De plus, pour des raisons sécuritaires, le nombre de clients par cordée est réduit, parfois à un seul, comme c’est le cas pour le Mont-Blanc. Ce qui peut poser des soucis financiers. « Soit le guide fixe des tarifs moins onéreux par client, ce qui lui fait gagner moins d’argent. Soit son prix est plus élevé par individu, mais il faut trouver des personnes prêtes à payer plus cher », résume le scientifique.

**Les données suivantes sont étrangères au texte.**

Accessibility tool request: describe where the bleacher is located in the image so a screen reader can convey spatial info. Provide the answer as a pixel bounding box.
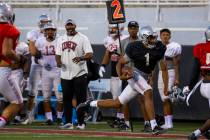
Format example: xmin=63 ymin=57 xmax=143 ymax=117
xmin=2 ymin=0 xmax=209 ymax=6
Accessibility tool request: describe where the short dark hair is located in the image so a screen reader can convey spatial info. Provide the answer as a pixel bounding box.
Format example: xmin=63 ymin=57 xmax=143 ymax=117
xmin=160 ymin=28 xmax=171 ymax=35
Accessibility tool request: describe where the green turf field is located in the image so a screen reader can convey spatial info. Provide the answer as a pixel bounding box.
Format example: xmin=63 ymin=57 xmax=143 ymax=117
xmin=0 ymin=121 xmax=203 ymax=140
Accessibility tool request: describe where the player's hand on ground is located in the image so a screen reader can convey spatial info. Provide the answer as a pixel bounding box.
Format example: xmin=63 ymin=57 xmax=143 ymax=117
xmin=98 ymin=66 xmax=106 ymax=77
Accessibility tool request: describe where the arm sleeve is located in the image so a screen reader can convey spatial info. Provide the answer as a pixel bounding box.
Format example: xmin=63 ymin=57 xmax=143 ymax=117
xmin=26 ymin=30 xmax=37 ymax=42
xmin=165 ymin=43 xmax=182 ymax=57
xmin=82 ymin=36 xmax=93 ymax=54
xmin=55 ymin=38 xmax=62 ymax=56
xmin=189 ymin=57 xmax=200 ymax=90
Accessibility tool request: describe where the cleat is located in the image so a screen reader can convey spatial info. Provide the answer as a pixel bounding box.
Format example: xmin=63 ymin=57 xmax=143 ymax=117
xmin=152 ymin=125 xmax=166 ymax=135
xmin=118 ymin=119 xmax=131 ymax=132
xmin=76 ymin=99 xmax=93 ymax=111
xmin=107 ymin=118 xmax=121 ymax=128
xmin=45 ymin=119 xmax=53 ymax=125
xmin=76 ymin=123 xmax=86 ymax=130
xmin=188 ymin=133 xmax=197 ymax=140
xmin=203 ymin=130 xmax=210 ymax=139
xmin=160 ymin=124 xmax=173 ymax=129
xmin=56 ymin=118 xmax=62 ymax=125
xmin=59 ymin=123 xmax=74 ymax=130
xmin=12 ymin=119 xmax=21 ymax=125
xmin=21 ymin=118 xmax=33 ymax=125
xmin=142 ymin=123 xmax=152 ymax=133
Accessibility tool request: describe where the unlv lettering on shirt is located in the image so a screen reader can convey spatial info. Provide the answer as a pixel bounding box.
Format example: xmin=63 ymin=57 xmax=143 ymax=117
xmin=62 ymin=41 xmax=77 ymax=52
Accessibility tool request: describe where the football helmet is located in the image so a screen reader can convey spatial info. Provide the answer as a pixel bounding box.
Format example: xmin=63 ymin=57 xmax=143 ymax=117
xmin=43 ymin=22 xmax=56 ymax=40
xmin=169 ymin=86 xmax=187 ymax=103
xmin=43 ymin=22 xmax=56 ymax=30
xmin=38 ymin=14 xmax=52 ymax=29
xmin=139 ymin=26 xmax=157 ymax=49
xmin=0 ymin=3 xmax=15 ymax=24
xmin=205 ymin=26 xmax=210 ymax=41
xmin=108 ymin=24 xmax=124 ymax=37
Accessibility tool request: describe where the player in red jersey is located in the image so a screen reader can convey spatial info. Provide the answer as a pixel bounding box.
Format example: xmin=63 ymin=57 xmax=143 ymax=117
xmin=184 ymin=26 xmax=210 ymax=140
xmin=0 ymin=3 xmax=24 ymax=127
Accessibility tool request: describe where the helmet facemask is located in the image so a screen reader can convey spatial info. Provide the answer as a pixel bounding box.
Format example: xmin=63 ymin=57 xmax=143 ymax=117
xmin=0 ymin=3 xmax=14 ymax=24
xmin=140 ymin=26 xmax=158 ymax=49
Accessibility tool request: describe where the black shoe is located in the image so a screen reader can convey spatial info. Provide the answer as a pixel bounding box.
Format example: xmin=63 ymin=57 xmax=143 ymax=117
xmin=142 ymin=123 xmax=152 ymax=133
xmin=188 ymin=133 xmax=197 ymax=140
xmin=118 ymin=119 xmax=131 ymax=132
xmin=45 ymin=119 xmax=53 ymax=125
xmin=107 ymin=118 xmax=121 ymax=128
xmin=203 ymin=130 xmax=210 ymax=139
xmin=12 ymin=119 xmax=21 ymax=125
xmin=152 ymin=125 xmax=165 ymax=135
xmin=76 ymin=99 xmax=93 ymax=111
xmin=56 ymin=118 xmax=62 ymax=125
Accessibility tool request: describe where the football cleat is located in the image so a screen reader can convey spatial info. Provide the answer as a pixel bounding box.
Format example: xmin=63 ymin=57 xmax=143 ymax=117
xmin=76 ymin=99 xmax=93 ymax=111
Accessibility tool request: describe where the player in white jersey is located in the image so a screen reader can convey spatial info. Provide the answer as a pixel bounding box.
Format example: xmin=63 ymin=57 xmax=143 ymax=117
xmin=56 ymin=19 xmax=93 ymax=130
xmin=34 ymin=23 xmax=63 ymax=125
xmin=22 ymin=14 xmax=52 ymax=124
xmin=158 ymin=28 xmax=182 ymax=129
xmin=99 ymin=24 xmax=127 ymax=128
xmin=11 ymin=42 xmax=30 ymax=123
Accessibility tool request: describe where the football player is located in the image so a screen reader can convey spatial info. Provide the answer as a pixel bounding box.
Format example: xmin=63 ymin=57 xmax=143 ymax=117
xmin=22 ymin=14 xmax=52 ymax=124
xmin=185 ymin=26 xmax=210 ymax=140
xmin=77 ymin=26 xmax=168 ymax=135
xmin=34 ymin=22 xmax=63 ymax=125
xmin=158 ymin=28 xmax=182 ymax=129
xmin=0 ymin=3 xmax=23 ymax=127
xmin=11 ymin=42 xmax=30 ymax=124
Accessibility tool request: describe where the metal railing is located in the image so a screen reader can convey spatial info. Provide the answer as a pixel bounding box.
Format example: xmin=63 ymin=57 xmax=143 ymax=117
xmin=1 ymin=0 xmax=209 ymax=6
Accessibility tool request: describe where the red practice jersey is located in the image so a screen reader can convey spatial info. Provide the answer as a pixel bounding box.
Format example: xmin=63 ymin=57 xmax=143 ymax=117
xmin=193 ymin=42 xmax=210 ymax=72
xmin=0 ymin=23 xmax=20 ymax=64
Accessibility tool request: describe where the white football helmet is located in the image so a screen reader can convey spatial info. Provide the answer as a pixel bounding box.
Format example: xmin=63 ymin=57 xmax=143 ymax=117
xmin=38 ymin=14 xmax=52 ymax=29
xmin=0 ymin=3 xmax=15 ymax=24
xmin=205 ymin=26 xmax=210 ymax=42
xmin=108 ymin=23 xmax=124 ymax=37
xmin=43 ymin=22 xmax=56 ymax=30
xmin=139 ymin=26 xmax=157 ymax=49
xmin=43 ymin=22 xmax=57 ymax=40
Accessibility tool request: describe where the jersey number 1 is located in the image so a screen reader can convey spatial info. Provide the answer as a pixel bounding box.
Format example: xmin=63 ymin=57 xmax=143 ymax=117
xmin=145 ymin=53 xmax=150 ymax=66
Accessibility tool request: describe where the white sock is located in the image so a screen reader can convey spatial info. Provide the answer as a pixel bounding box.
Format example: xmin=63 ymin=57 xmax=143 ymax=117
xmin=90 ymin=100 xmax=98 ymax=107
xmin=0 ymin=117 xmax=6 ymax=127
xmin=125 ymin=121 xmax=130 ymax=127
xmin=164 ymin=116 xmax=167 ymax=125
xmin=57 ymin=111 xmax=63 ymax=119
xmin=166 ymin=115 xmax=173 ymax=126
xmin=27 ymin=111 xmax=33 ymax=118
xmin=150 ymin=119 xmax=157 ymax=130
xmin=45 ymin=112 xmax=53 ymax=121
xmin=144 ymin=121 xmax=150 ymax=125
xmin=193 ymin=129 xmax=201 ymax=137
xmin=117 ymin=113 xmax=124 ymax=119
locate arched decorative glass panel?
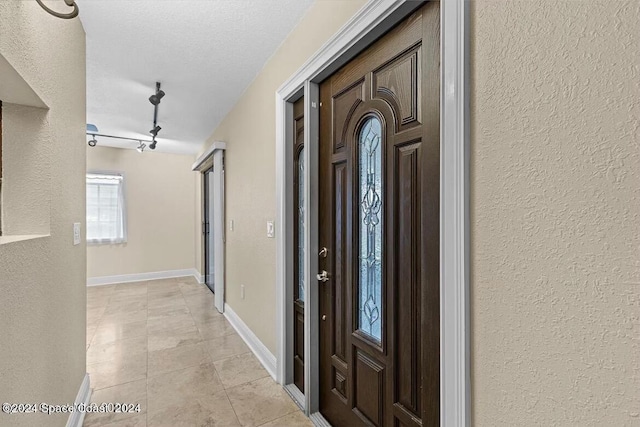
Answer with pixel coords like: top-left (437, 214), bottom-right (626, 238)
top-left (297, 147), bottom-right (305, 302)
top-left (357, 117), bottom-right (383, 342)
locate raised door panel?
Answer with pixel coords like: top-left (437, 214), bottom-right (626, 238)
top-left (373, 46), bottom-right (422, 132)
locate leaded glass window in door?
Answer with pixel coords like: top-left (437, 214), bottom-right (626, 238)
top-left (357, 117), bottom-right (383, 342)
top-left (297, 147), bottom-right (305, 302)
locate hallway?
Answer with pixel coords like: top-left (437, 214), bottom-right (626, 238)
top-left (85, 278), bottom-right (311, 427)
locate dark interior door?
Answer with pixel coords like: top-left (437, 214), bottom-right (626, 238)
top-left (293, 97), bottom-right (305, 393)
top-left (203, 167), bottom-right (214, 294)
top-left (318, 3), bottom-right (440, 426)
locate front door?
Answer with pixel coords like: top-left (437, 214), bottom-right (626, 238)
top-left (318, 3), bottom-right (440, 426)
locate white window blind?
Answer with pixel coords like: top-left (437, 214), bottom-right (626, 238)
top-left (86, 173), bottom-right (127, 244)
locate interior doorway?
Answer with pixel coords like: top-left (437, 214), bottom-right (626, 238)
top-left (193, 143), bottom-right (226, 313)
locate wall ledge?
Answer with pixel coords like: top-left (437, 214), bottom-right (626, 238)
top-left (0, 234), bottom-right (49, 245)
top-left (0, 52), bottom-right (48, 109)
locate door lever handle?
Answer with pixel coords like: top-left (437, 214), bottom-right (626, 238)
top-left (316, 270), bottom-right (330, 282)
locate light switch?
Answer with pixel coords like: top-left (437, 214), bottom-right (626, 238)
top-left (73, 222), bottom-right (81, 245)
top-left (267, 221), bottom-right (275, 238)
top-left (230, 220), bottom-right (234, 231)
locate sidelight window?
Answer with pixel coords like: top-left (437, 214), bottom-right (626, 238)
top-left (297, 148), bottom-right (305, 302)
top-left (357, 117), bottom-right (383, 342)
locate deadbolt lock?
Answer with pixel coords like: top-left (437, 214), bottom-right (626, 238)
top-left (316, 270), bottom-right (330, 282)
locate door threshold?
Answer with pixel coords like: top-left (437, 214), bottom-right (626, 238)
top-left (309, 412), bottom-right (332, 427)
top-left (283, 383), bottom-right (305, 410)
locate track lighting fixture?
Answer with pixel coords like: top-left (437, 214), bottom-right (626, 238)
top-left (85, 127), bottom-right (153, 151)
top-left (148, 82), bottom-right (165, 150)
top-left (149, 125), bottom-right (162, 137)
top-left (88, 84), bottom-right (166, 150)
top-left (149, 89), bottom-right (165, 106)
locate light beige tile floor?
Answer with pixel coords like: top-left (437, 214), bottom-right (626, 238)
top-left (85, 277), bottom-right (312, 427)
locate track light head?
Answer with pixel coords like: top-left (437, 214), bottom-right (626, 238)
top-left (149, 140), bottom-right (157, 150)
top-left (149, 125), bottom-right (161, 137)
top-left (149, 90), bottom-right (165, 106)
top-left (88, 135), bottom-right (97, 147)
top-left (136, 141), bottom-right (146, 153)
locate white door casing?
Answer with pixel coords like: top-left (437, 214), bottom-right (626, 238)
top-left (193, 142), bottom-right (226, 313)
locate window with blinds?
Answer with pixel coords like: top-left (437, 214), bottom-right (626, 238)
top-left (86, 173), bottom-right (127, 244)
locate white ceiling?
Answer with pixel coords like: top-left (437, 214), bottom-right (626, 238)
top-left (79, 0), bottom-right (314, 154)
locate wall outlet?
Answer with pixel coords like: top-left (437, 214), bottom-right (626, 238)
top-left (240, 284), bottom-right (245, 300)
top-left (267, 221), bottom-right (275, 238)
top-left (73, 222), bottom-right (81, 245)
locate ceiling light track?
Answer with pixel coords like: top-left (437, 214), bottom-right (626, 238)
top-left (86, 133), bottom-right (154, 144)
top-left (36, 0), bottom-right (78, 19)
top-left (86, 132), bottom-right (153, 153)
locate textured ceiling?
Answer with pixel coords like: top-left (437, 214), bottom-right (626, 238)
top-left (79, 0), bottom-right (314, 154)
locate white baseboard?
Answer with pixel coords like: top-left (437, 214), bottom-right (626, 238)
top-left (224, 303), bottom-right (277, 380)
top-left (66, 373), bottom-right (91, 427)
top-left (87, 268), bottom-right (202, 286)
top-left (196, 272), bottom-right (204, 284)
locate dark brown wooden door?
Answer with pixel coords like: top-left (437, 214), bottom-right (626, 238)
top-left (318, 3), bottom-right (440, 426)
top-left (203, 167), bottom-right (214, 294)
top-left (293, 97), bottom-right (306, 393)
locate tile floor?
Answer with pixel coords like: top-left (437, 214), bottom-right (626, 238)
top-left (85, 277), bottom-right (312, 427)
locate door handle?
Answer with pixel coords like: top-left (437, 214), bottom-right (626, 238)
top-left (316, 270), bottom-right (330, 282)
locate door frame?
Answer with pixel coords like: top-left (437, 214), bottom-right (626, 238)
top-left (275, 0), bottom-right (469, 425)
top-left (193, 142), bottom-right (226, 313)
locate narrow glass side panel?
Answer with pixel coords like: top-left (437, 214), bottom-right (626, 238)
top-left (358, 117), bottom-right (383, 342)
top-left (298, 147), bottom-right (305, 302)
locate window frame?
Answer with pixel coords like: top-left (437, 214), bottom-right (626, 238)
top-left (86, 171), bottom-right (127, 245)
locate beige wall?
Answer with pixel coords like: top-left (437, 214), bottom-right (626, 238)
top-left (87, 146), bottom-right (199, 279)
top-left (470, 0), bottom-right (640, 424)
top-left (0, 1), bottom-right (87, 426)
top-left (202, 0), bottom-right (368, 353)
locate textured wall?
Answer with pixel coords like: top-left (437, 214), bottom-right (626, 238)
top-left (1, 105), bottom-right (50, 235)
top-left (87, 146), bottom-right (199, 278)
top-left (0, 1), bottom-right (87, 426)
top-left (202, 0), bottom-right (368, 353)
top-left (470, 0), bottom-right (640, 425)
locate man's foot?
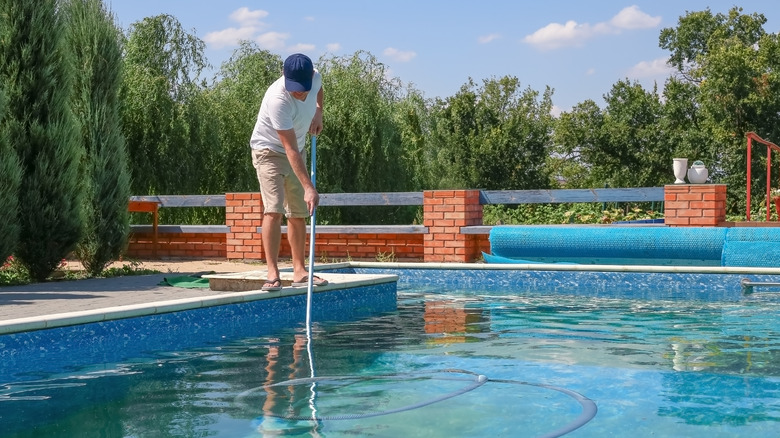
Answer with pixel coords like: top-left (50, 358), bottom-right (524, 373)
top-left (261, 278), bottom-right (282, 291)
top-left (291, 275), bottom-right (328, 287)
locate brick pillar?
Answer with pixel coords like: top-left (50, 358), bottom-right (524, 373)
top-left (423, 190), bottom-right (483, 262)
top-left (664, 184), bottom-right (727, 226)
top-left (225, 192), bottom-right (265, 260)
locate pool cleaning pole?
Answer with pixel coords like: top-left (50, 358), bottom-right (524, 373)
top-left (305, 135), bottom-right (320, 423)
top-left (305, 135), bottom-right (317, 374)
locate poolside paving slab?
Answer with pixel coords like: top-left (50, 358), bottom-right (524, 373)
top-left (0, 268), bottom-right (398, 336)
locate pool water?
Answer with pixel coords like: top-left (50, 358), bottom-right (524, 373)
top-left (2, 283), bottom-right (780, 437)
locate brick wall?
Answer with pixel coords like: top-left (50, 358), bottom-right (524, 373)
top-left (225, 193), bottom-right (266, 260)
top-left (423, 190), bottom-right (484, 263)
top-left (664, 184), bottom-right (727, 226)
top-left (312, 232), bottom-right (424, 261)
top-left (126, 232), bottom-right (226, 259)
top-left (127, 190), bottom-right (490, 262)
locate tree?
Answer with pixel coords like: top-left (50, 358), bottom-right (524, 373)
top-left (65, 0), bottom-right (131, 276)
top-left (428, 76), bottom-right (554, 190)
top-left (0, 90), bottom-right (22, 262)
top-left (660, 6), bottom-right (780, 214)
top-left (209, 42), bottom-right (282, 193)
top-left (550, 99), bottom-right (605, 188)
top-left (316, 51), bottom-right (419, 224)
top-left (121, 14), bottom-right (210, 196)
top-left (0, 0), bottom-right (84, 280)
top-left (599, 80), bottom-right (669, 187)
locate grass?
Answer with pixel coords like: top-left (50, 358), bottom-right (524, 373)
top-left (0, 256), bottom-right (161, 287)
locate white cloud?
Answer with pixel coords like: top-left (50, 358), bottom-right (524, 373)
top-left (205, 8), bottom-right (317, 54)
top-left (586, 68), bottom-right (596, 76)
top-left (204, 7), bottom-right (268, 48)
top-left (204, 27), bottom-right (259, 49)
top-left (288, 43), bottom-right (316, 53)
top-left (230, 7), bottom-right (268, 26)
top-left (523, 20), bottom-right (594, 50)
top-left (326, 43), bottom-right (342, 52)
top-left (256, 32), bottom-right (290, 50)
top-left (478, 33), bottom-right (501, 44)
top-left (523, 6), bottom-right (661, 51)
top-left (610, 5), bottom-right (661, 30)
top-left (383, 47), bottom-right (417, 62)
top-left (627, 57), bottom-right (674, 78)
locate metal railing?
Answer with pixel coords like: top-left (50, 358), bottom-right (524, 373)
top-left (746, 132), bottom-right (780, 221)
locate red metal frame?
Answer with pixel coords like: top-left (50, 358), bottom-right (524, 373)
top-left (746, 132), bottom-right (780, 221)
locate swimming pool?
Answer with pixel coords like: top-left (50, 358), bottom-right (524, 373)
top-left (1, 263), bottom-right (780, 437)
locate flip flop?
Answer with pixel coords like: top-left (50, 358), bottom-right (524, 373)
top-left (291, 275), bottom-right (328, 287)
top-left (261, 278), bottom-right (282, 291)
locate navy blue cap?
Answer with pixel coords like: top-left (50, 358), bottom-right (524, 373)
top-left (283, 53), bottom-right (314, 92)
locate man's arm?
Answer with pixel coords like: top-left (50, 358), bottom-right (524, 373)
top-left (310, 86), bottom-right (323, 135)
top-left (277, 128), bottom-right (319, 215)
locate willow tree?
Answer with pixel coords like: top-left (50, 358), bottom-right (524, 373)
top-left (0, 0), bottom-right (84, 280)
top-left (65, 0), bottom-right (131, 275)
top-left (209, 42), bottom-right (282, 193)
top-left (316, 51), bottom-right (419, 225)
top-left (121, 14), bottom-right (211, 196)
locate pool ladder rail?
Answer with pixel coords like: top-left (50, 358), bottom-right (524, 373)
top-left (741, 278), bottom-right (780, 294)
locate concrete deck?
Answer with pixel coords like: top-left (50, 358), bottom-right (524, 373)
top-left (0, 270), bottom-right (398, 336)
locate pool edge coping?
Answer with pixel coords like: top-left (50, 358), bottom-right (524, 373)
top-left (0, 271), bottom-right (398, 336)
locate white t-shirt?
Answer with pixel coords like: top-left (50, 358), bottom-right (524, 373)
top-left (249, 70), bottom-right (322, 154)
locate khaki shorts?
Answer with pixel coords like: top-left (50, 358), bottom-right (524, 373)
top-left (252, 148), bottom-right (308, 218)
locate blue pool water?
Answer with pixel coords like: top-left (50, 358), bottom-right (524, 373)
top-left (1, 267), bottom-right (780, 437)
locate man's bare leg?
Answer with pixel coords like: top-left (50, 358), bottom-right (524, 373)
top-left (286, 217), bottom-right (308, 282)
top-left (262, 212), bottom-right (283, 281)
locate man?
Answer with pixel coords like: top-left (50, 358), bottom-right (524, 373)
top-left (250, 53), bottom-right (327, 291)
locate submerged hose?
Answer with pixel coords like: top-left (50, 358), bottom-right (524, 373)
top-left (490, 378), bottom-right (598, 438)
top-left (238, 369), bottom-right (597, 437)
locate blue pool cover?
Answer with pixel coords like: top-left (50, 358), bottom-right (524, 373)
top-left (487, 226), bottom-right (780, 267)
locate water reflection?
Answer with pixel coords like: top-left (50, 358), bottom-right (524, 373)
top-left (424, 300), bottom-right (489, 344)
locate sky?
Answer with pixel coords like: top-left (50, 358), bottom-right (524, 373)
top-left (108, 1), bottom-right (780, 115)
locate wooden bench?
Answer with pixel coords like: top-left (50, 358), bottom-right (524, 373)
top-left (128, 200), bottom-right (161, 256)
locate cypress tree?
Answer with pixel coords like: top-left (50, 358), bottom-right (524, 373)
top-left (0, 0), bottom-right (85, 281)
top-left (65, 0), bottom-right (130, 276)
top-left (0, 90), bottom-right (22, 262)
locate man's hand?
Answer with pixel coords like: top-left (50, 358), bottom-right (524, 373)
top-left (304, 186), bottom-right (320, 216)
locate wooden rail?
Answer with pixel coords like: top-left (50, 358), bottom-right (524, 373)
top-left (131, 187), bottom-right (665, 210)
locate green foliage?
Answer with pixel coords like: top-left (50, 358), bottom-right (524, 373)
top-left (65, 0), bottom-right (131, 276)
top-left (659, 6), bottom-right (780, 214)
top-left (553, 80), bottom-right (669, 189)
top-left (428, 76), bottom-right (554, 190)
top-left (121, 14), bottom-right (214, 198)
top-left (0, 0), bottom-right (85, 281)
top-left (483, 203), bottom-right (664, 225)
top-left (0, 89), bottom-right (22, 261)
top-left (0, 256), bottom-right (31, 286)
top-left (209, 42), bottom-right (282, 193)
top-left (316, 51), bottom-right (420, 224)
top-left (101, 260), bottom-right (160, 277)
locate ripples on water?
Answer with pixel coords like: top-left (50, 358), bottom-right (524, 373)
top-left (2, 286), bottom-right (780, 437)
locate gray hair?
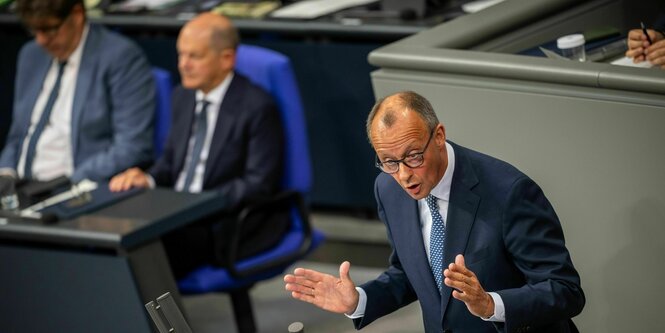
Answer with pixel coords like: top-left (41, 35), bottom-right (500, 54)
top-left (366, 91), bottom-right (440, 143)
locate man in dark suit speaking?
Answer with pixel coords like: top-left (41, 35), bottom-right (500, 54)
top-left (284, 91), bottom-right (584, 332)
top-left (109, 13), bottom-right (284, 278)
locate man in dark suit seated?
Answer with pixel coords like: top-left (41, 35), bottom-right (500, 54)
top-left (0, 0), bottom-right (155, 185)
top-left (109, 13), bottom-right (285, 279)
top-left (284, 91), bottom-right (585, 332)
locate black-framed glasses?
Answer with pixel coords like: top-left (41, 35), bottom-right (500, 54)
top-left (375, 128), bottom-right (435, 174)
top-left (25, 15), bottom-right (69, 38)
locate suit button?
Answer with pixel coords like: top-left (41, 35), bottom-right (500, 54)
top-left (442, 330), bottom-right (452, 333)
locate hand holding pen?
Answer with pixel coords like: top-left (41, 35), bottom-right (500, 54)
top-left (625, 22), bottom-right (665, 68)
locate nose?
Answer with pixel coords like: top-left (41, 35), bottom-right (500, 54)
top-left (178, 55), bottom-right (190, 70)
top-left (397, 162), bottom-right (413, 183)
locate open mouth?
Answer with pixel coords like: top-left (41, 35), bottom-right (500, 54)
top-left (406, 183), bottom-right (420, 194)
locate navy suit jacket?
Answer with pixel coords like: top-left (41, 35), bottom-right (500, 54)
top-left (0, 24), bottom-right (155, 182)
top-left (355, 142), bottom-right (584, 333)
top-left (149, 74), bottom-right (283, 209)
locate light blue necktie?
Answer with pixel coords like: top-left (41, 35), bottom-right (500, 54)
top-left (23, 61), bottom-right (67, 179)
top-left (426, 194), bottom-right (446, 292)
top-left (181, 100), bottom-right (210, 192)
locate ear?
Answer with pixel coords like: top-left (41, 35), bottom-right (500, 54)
top-left (220, 48), bottom-right (236, 72)
top-left (435, 123), bottom-right (446, 146)
top-left (71, 3), bottom-right (86, 24)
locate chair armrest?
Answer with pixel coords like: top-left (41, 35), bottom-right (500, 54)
top-left (222, 190), bottom-right (313, 279)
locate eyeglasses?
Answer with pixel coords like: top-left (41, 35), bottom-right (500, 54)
top-left (375, 128), bottom-right (435, 174)
top-left (25, 15), bottom-right (69, 39)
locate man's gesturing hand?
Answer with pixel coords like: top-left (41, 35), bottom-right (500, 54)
top-left (284, 261), bottom-right (359, 315)
top-left (444, 254), bottom-right (495, 319)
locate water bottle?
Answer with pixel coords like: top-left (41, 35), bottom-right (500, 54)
top-left (557, 34), bottom-right (586, 62)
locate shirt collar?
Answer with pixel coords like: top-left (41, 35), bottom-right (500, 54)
top-left (429, 142), bottom-right (455, 202)
top-left (195, 72), bottom-right (234, 106)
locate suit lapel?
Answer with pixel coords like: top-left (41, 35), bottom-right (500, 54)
top-left (439, 143), bottom-right (480, 319)
top-left (396, 193), bottom-right (441, 300)
top-left (21, 54), bottom-right (52, 136)
top-left (380, 174), bottom-right (444, 312)
top-left (203, 75), bottom-right (241, 186)
top-left (71, 25), bottom-right (99, 156)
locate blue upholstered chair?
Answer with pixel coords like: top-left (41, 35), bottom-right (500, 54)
top-left (177, 45), bottom-right (325, 333)
top-left (151, 67), bottom-right (173, 158)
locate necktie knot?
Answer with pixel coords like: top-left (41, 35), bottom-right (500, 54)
top-left (426, 194), bottom-right (439, 211)
top-left (199, 99), bottom-right (210, 110)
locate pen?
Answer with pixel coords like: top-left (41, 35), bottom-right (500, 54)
top-left (640, 21), bottom-right (653, 44)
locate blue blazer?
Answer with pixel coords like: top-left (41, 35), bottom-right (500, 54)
top-left (0, 24), bottom-right (155, 182)
top-left (355, 142), bottom-right (584, 333)
top-left (149, 74), bottom-right (284, 209)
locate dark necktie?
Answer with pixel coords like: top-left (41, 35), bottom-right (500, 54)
top-left (181, 100), bottom-right (210, 192)
top-left (23, 61), bottom-right (67, 179)
top-left (426, 194), bottom-right (446, 293)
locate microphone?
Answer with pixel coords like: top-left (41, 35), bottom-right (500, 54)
top-left (288, 322), bottom-right (304, 333)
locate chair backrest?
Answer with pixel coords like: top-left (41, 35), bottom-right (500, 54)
top-left (234, 45), bottom-right (312, 194)
top-left (152, 67), bottom-right (173, 158)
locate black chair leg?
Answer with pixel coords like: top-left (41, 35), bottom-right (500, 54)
top-left (230, 288), bottom-right (256, 333)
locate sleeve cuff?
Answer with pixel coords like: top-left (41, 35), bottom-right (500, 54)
top-left (480, 292), bottom-right (505, 322)
top-left (344, 287), bottom-right (367, 319)
top-left (146, 174), bottom-right (156, 189)
top-left (0, 168), bottom-right (17, 179)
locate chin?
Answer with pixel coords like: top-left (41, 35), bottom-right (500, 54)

Il précise : « Le climat influence bien sûr la pratique, mais il faut conjuguer cela avec les évolutions socio-économiques et culturelles, qui sont des tendances de fond. » Sans oublier les mesures sanitaires fluctuantes liées à la pandémie actuelle, qui compliquent le quotidien des professionnels.
Les guides font face à d’importants défis, qui posent des soucis du point de vue du recrutement et de la motivation des jeunes. Le glas de l’alpinisme va-t-il bientôt sonner ? Le chercheur ne cède pas au défaitisme. Il y aura toujours des guides de haute montagne.
« La profession ne va pas disparaître, mais elle va drastiquement évoluer. »
Comme elle l’a toujours fait depuis le début de ses presque 200 ans d’existence.